Mal épileptique : du neuf ?
L'état de mal épileptique constitue une urgence médicale puisqu'il est associé à une mortalité et une morbidité significative. Elle représente aussi un cout de prise en charge important en termes d'hospitalisation. Or, peu d'études existent à ce sujet. Des chercheurs américains ont tenté d'y remédier.
Ces chercheurs ont donc effectué deux études rétrospectives croisées incluant 408.304 hospitalisations entre 1999 et 2010 à partir de différentes bases de données, dont celles du CDC d'Atlanta.

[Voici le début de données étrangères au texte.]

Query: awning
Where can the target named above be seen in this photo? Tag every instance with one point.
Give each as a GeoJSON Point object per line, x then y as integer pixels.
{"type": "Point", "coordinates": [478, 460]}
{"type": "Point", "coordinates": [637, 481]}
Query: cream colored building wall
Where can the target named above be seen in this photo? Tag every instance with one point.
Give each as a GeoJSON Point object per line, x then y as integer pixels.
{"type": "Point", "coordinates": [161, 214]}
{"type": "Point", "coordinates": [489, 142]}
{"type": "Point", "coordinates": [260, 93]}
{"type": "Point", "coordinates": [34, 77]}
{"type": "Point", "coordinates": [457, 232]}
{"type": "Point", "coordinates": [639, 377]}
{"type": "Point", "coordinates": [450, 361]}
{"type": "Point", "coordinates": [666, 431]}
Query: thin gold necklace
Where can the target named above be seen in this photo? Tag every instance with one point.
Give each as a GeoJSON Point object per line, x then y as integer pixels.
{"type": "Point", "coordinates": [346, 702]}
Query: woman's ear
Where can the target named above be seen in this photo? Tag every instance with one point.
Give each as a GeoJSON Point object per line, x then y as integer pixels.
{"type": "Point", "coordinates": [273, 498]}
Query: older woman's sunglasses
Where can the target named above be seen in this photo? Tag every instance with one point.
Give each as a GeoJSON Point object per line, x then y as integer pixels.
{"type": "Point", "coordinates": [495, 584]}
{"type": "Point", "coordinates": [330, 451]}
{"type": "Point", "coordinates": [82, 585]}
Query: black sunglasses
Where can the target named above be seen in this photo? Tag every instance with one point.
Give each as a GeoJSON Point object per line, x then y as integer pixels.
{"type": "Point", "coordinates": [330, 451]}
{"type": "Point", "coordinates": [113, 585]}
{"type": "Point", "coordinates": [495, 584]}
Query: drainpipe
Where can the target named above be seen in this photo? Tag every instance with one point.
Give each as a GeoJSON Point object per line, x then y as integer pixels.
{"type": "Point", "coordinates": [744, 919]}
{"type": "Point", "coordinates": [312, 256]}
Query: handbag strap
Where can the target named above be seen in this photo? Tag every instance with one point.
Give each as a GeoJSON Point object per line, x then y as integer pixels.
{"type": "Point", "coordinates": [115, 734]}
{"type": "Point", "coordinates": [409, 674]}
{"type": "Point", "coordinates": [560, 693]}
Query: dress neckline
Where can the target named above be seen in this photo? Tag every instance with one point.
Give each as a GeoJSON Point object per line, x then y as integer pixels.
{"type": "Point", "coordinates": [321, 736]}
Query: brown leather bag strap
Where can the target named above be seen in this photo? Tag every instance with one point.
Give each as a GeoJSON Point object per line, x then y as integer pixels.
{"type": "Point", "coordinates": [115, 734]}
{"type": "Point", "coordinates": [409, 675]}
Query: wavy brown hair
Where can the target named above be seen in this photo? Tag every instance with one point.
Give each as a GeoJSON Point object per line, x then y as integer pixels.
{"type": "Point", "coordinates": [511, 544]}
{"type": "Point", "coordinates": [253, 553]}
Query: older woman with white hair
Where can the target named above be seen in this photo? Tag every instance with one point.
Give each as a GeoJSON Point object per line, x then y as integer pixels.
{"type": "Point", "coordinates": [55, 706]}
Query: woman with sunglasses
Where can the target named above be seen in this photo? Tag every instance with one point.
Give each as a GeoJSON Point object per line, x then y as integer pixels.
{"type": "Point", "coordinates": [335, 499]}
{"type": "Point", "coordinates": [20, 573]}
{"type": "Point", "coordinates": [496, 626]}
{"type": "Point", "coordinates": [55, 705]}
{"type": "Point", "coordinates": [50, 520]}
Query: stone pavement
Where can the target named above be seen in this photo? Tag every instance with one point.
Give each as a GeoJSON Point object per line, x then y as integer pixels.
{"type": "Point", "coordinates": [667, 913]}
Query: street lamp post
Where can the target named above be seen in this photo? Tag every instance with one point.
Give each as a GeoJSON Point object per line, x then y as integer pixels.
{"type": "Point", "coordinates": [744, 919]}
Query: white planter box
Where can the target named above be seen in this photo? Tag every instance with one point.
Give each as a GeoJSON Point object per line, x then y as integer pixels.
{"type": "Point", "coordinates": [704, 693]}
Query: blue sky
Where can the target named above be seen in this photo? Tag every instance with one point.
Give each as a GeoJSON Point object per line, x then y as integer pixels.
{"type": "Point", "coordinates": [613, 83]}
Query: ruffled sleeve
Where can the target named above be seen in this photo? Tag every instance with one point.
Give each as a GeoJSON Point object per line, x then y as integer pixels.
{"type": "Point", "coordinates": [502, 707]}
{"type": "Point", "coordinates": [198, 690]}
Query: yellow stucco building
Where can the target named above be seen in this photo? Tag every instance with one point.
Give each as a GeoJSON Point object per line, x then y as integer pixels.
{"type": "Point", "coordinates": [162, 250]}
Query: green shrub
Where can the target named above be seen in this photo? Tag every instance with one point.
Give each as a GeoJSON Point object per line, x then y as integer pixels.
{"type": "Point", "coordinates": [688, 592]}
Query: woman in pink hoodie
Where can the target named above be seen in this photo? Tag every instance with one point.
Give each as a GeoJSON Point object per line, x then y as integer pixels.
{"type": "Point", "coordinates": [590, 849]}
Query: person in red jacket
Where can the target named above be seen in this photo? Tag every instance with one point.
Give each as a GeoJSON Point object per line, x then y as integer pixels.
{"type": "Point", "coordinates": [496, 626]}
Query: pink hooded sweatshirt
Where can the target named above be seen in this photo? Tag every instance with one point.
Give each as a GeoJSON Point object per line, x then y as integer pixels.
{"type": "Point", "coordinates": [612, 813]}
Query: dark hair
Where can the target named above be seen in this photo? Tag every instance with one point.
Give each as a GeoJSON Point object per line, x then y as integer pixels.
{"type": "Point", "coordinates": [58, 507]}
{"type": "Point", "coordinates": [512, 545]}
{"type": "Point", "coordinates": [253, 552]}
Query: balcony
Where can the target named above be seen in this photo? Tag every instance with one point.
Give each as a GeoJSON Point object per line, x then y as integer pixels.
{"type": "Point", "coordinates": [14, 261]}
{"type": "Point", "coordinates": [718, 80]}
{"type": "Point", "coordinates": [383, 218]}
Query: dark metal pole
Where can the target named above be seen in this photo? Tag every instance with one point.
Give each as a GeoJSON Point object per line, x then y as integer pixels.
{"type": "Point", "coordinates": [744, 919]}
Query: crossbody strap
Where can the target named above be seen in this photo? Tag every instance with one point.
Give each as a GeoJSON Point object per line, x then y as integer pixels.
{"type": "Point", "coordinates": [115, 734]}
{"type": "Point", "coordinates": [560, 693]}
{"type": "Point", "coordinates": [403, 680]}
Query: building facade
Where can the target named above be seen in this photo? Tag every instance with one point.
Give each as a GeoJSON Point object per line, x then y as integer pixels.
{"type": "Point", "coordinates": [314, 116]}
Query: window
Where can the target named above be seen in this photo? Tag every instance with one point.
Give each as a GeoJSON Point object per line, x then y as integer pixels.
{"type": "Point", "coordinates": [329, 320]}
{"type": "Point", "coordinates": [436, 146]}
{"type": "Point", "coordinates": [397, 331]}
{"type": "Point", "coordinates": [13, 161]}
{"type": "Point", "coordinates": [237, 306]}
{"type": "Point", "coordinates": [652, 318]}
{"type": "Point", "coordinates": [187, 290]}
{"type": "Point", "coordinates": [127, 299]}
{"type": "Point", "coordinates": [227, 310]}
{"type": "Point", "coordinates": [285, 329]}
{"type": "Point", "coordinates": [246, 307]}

En 2010, l'état de mal épileptique a provoqué le décès de 613 personnes, soit environ 2 pour 1 million. Après standardisation pour l'âge, il apparaît que la mortalité par million de personnes a augmenté de 5,6%, passant de 1,79 en 1999 à 1,89 en 2010 alors que, dans le même temps, les hospitalisations pour état de mal épileptique par 100.000 personnes ont été accrues de 56,4%, passant de 8,86 à 13,86. L'augmentation la plus importante se marque dans le taux de personnes intubées sans diagnostic princeps d'état de mal épileptique : +181,6%. Par ailleurs, les chercheurs ont également voulu savoir si le type d'assurance santé influençait le comportement de l'hôpital. Il semble que la réponse soit affirmative puisque ce sont les patients MEDICARE qui ont connu la plus grande augmentation d'hospitalisations : +81,3%.
Les auteurs concluent qu'il existe une déconnexion entre la mortalité relativement stable des personnes en état de mal épileptique et le nombre d'hospitalisations qui sont liées à l'épilepsie. Ceci est dû, selon eux, à une amélioration du diagnostic de cet état, mais probablement aussi, dans le codage de la maladie et dans la facturation ! Les chercheurs suggèrent que tout cela soit pris en considération lorsque l'on redéfinira la maladie...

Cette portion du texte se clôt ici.